On Monday, May 5, 2014, the United States Supreme Court upheld the practice of opening a town council meeting with prayer. At issue was the town council of Greece, NY and its practice of opening its sessions with prayers that were almost exclusively Christian in nature, with frequent references to Jesus and the Holy Spirit. The ruling is being called a victory for religious freedom and prayer in public settings. But it may not be quite so simple.
It took the case seven years to make its way to the Supreme Court. It was originally brought by Susan Galloway and Linda Stephens, one a Jew, the other an atheist. The women contended that the prayers aligned the town with one religion, Christianity. They also claimed that those in attendance at the meetings were pressured to participate and that the town meetings were attended by residents who had to be there in order to get business permits and apply for zoning changes.

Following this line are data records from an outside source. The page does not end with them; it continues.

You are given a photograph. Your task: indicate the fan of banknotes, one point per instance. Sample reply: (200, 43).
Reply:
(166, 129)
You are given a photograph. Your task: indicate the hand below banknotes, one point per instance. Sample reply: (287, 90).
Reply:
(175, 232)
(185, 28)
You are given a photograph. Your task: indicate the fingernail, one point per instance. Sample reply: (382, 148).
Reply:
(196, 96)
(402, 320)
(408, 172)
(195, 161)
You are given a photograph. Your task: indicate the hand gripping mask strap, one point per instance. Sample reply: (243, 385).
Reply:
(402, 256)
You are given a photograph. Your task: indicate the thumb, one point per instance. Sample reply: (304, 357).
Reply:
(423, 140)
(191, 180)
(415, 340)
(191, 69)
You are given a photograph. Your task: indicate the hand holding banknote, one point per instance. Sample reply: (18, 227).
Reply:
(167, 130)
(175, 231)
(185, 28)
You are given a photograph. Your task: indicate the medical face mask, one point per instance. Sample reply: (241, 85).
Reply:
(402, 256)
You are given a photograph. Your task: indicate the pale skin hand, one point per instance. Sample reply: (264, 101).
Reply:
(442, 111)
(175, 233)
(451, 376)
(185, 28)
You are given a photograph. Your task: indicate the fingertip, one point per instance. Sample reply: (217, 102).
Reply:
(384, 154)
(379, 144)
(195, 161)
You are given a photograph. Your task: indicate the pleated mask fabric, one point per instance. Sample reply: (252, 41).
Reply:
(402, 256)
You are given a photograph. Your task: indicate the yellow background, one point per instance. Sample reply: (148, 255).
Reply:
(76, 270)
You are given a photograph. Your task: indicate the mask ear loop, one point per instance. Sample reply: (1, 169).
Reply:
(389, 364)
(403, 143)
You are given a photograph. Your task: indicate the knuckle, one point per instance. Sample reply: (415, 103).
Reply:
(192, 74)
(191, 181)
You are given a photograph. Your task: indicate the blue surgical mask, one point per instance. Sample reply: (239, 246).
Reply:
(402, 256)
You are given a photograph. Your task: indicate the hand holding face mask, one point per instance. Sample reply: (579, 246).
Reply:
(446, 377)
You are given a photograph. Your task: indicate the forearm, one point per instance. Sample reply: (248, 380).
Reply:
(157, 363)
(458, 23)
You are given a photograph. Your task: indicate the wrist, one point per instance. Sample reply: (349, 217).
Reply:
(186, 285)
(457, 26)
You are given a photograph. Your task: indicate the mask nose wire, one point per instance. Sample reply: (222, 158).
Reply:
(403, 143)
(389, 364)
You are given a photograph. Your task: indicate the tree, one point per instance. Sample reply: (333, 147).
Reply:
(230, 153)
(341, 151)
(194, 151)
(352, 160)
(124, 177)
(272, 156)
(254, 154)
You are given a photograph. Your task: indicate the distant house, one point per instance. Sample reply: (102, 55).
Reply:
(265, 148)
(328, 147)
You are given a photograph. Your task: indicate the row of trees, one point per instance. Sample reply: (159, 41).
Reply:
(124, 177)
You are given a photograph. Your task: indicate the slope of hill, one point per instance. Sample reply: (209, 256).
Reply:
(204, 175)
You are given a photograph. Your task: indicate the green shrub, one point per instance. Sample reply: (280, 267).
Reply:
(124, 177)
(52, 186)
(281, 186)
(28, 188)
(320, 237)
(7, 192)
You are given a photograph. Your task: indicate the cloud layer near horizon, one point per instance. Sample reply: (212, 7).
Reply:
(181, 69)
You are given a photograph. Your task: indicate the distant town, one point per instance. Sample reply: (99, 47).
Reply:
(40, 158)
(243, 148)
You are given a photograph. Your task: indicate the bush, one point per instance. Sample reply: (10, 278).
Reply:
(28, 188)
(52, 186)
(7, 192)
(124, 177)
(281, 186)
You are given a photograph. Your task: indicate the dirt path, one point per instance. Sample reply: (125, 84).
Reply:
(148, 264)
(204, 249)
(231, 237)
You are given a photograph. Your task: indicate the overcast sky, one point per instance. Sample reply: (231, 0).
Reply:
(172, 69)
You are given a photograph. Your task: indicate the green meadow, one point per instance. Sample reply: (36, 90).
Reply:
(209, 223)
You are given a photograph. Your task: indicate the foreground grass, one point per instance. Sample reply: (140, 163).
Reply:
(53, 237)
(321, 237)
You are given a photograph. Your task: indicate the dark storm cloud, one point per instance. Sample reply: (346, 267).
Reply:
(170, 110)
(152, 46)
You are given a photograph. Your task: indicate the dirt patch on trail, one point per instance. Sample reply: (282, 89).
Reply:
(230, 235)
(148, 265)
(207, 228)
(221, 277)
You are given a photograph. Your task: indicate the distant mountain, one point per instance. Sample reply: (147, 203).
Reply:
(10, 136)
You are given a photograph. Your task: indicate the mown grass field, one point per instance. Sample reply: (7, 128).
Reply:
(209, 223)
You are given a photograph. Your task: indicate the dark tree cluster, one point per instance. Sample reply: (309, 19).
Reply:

The Court’s decision was 5 – 4, along ideological lines. Speaking for the conservative majority, Justice Anthony Kennedy wrote, “As a practice that has long endured, legislative prayer has become part of our heritage and tradition, part of our expressive idiom, similar to the Pledge of Allegiance, inaugural prayer, or the recitation of ‘God save the United States and this honorable court’ at the opening of this court’s sessions.”
The decision further stated that the content of the prayers did not matter, so long as they don’t denigrate or advance any particular faith, try to win converts, or coerce attendees. The alternatives facing the Court were to have government officials “censor” prayer or rule all such prayers unconstitutional.
One of the potential unintended consequences of the ruling may be to open the door for decidedly non-Christian prayers to be offered in communities where there is a majority of residents who claim a different faith. Justice Kennedy may have opened that door when he wrote, “The first Amendment is not a majority rule, and government may not seek to define permissible categories of religious speech. Once it invites prayer into the public sphere, government must permit a prayer-giver to address his or her own God or gods as conscience dictates.”
So prayer, at least in the public arena, lives on. For now. But what if the Court had ruled differently? What if they had decided that prayers offered at the opening of legislative sessions must be devoid of any reference to a specific faith or deity? What if they had ruled that any prayer offered as part of an official government function was unconstitutional? Would the good people of the Greece, NY town council have ceased praying, at least publicly? I hope not.
But, as I see it, here’s the danger. If we wait for or need the permission of our government to exercise our faith, what do we do if they rescind that permission? I don’t believe that we need anyone’s permission to exercise our faith. And that’s what troubles me about this decision. Yes, it was in the favor of people of faith, but it sets a dangerous precedent in allowing the government to dictate if or how or when we may exercise our faith.
Peter and the apostles were imprisoned for preaching in the name of Jesus. When they miraculously escaped and continued preaching in the temple the high priest confronted Peter once again, saying, “We gave you strict orders not to continue teaching in this (Jesus’) name,” and Peter replied, “We must obey God rather than men.”* So let’s keep praying, openly, publicly. With or without permission.